Policial pode ter outro emprego ou empresa?
Legislação impõe barreiras, mas há excessões!
Direto ao ponto, estrategistas, pode o policial ter outro emprego ou empresa no Brasil?
Bem, a legislação brasileira impõe critérios rígidos para quem veste ou estuda para um dia vestir uma farda ou distintivo.
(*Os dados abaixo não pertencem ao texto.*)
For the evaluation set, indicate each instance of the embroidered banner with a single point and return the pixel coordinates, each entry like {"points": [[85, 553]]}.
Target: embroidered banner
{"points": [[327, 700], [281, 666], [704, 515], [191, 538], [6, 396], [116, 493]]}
Contudo, se você está buscando entender os limites entre emprego e negócios, o Estratégia Concursos explica o cenário jurídico atual.
Ao contrário do que muitos pensam, o policial não é proibido de ter outra fonte de renda, mas sim de exercer certas atividades de gestão ou de interesses conflitantes.
A base dessa restrição é o regime de dedicação exclusiva, que visa garantir que o servidor esteja descansado para o serviço e que não utilize o cargo para a obtenção de vantagens ilícitas.
Empreendedorismo: sócio pode, administrador não
Para o policial que deseja investir em um negócio, há a distinção entre propriedade e gestão.
- Sócio: o policial pode ser sócio ou acionista de qualquer empresa. Ou seja, ele pode investir seu capital.
- Administrador: o profissional não pode exercer funções de gerência ou administração. Ele não pode ser quem assina pela empresa, contrata funcionários ou toma decisões.
- MEI: policiais não podem ser MEI (Microempreendedor Individual), pois essa modalidade exige que o titular seja o gestor do próprio negócio, violando o estatuto dos servidores públicos.
Educação e Saúde (EC 101/2019)
A maior flexibilização dos últimos anos veio com a Emenda Constitucional 101/2019, que unificou um direito que antes gerava muitas batalhas judiciais: a acumulação de cargos públicos para militares estaduais.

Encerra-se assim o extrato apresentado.